As discussed with @gshank and @dbeatty10.... For consistency, we should have this functionality able to be set in all 3 places: env var, project flags, and CLI flag. Related issue -> https://github.com/dbt-labs/dbt-core/issues/7036
Similar to the include_saved_query flag https://github.com/dbt-labs/dbt-core/blob/c12f6fbf4db774356bd1472045ef4e1873969b08/core/dbt/cli/params.py#L409
Alternatively we could add a new environment variable for DBT_RESOURCE_TYPE (since we already have the --resource-type CLI option)
Proposed new acceptance criteria to expand this solution to all resource types you may want to exclude from certain environments
-
Create a new flag ->
DBT_EXCLUDE_RESOURCE_TYPE/--exclude-resource-type/ etc.- takes last cut after we've done existing selection (
--selectand--exclude) --exclude-resource-typeis mutually exclusive with--resource-type- default -> don't exclude ANY resource types
- include/exclude influences what's selected in your commands, what shows up in your logs, etc; however, all resources should still be included in the manifest artifact
- takes last cut after we've done existing selection (
-
Ideally, we'd also expand
--resource-typeto also be an "include resource types" environment variable, flag, etc (but that can be out of scope of this issue if needed) -
Rename
include_saved_querytoexport_saved_query- keep old name for backwards compatibility
- always include saved queries, but they don't do anything unless you set
export_saved_querytotrue- this is not about excluding/including saved queries, but about whether or not the exports are run - when
export_saved_queryis false, you will see the saved queries in your log but explicitly called out as a no-op (this feels less hidden)

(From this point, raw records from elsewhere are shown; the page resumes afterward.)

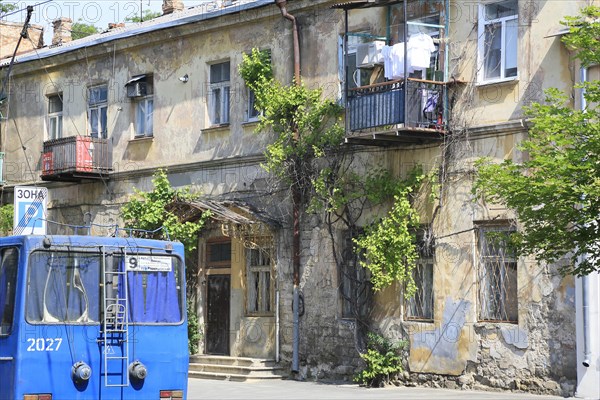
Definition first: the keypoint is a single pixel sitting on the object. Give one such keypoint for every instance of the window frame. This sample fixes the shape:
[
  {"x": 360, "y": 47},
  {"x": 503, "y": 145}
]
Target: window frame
[
  {"x": 424, "y": 267},
  {"x": 147, "y": 102},
  {"x": 56, "y": 116},
  {"x": 493, "y": 306},
  {"x": 223, "y": 102},
  {"x": 482, "y": 28},
  {"x": 264, "y": 268},
  {"x": 101, "y": 109},
  {"x": 357, "y": 286}
]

This will allow folks to configure:
- exclude my unit tests in prod
DBT_EXCLUDE_RESOURCE_TYPE = ['unit_test'] - don't export your saved queries in any env except prod
DBT_EXPORT_SAVED_QUERY = false - exclude snapshots in dev
DBT_EXCLUDE_RESOURCE_TYPE= ['snapshot'] - etc.
cc: @jtcohen6 @dbeatty10 @Jstein77
Would be great to add docs here on best practices for what to set this environment variable to (for ci, prod, etc.)
After various conversations, we decided that it didn't make a lot of sense to have this be settable in project flags, since it's really command specific, not project specific. So we're going to implement env vars and cli params. This applies to three commands: build, list, and clone.
Does this not apply for run or test?
No. The only commands that use this are those three.
I guess you could change that... but that would be a different ticket, I think.
Hello! How do you actually achieve this:
exclude snapshots in dev DBT_EXCLUDE_RESOURCE_TYPE= ['snapshot']
we also want to exclude them but couldn't figure out how other than maybe adding enabled: "{{ var('is_prod', false) | as_bool }}" or something in the config of snapshots.
You can use the --exclude-resource-type flag (docs here) or the associated environment variable DBT_EXCLUDE_RESOURCE_TYPES (see here).
How do you use it so it so it applies it only when target == prod? It's the exclusion depending on the target that I couldn't figure out.
You can set the environment variable equal to something different in each of your environments. Here's some docs on how this works in dbt Cloud.
In our case the environment doesn't change, only the target. So it'll go in the line of setting the exclude resource type variable depending on the target using jinja in the dbt_project.yml. Thanks for the pointers!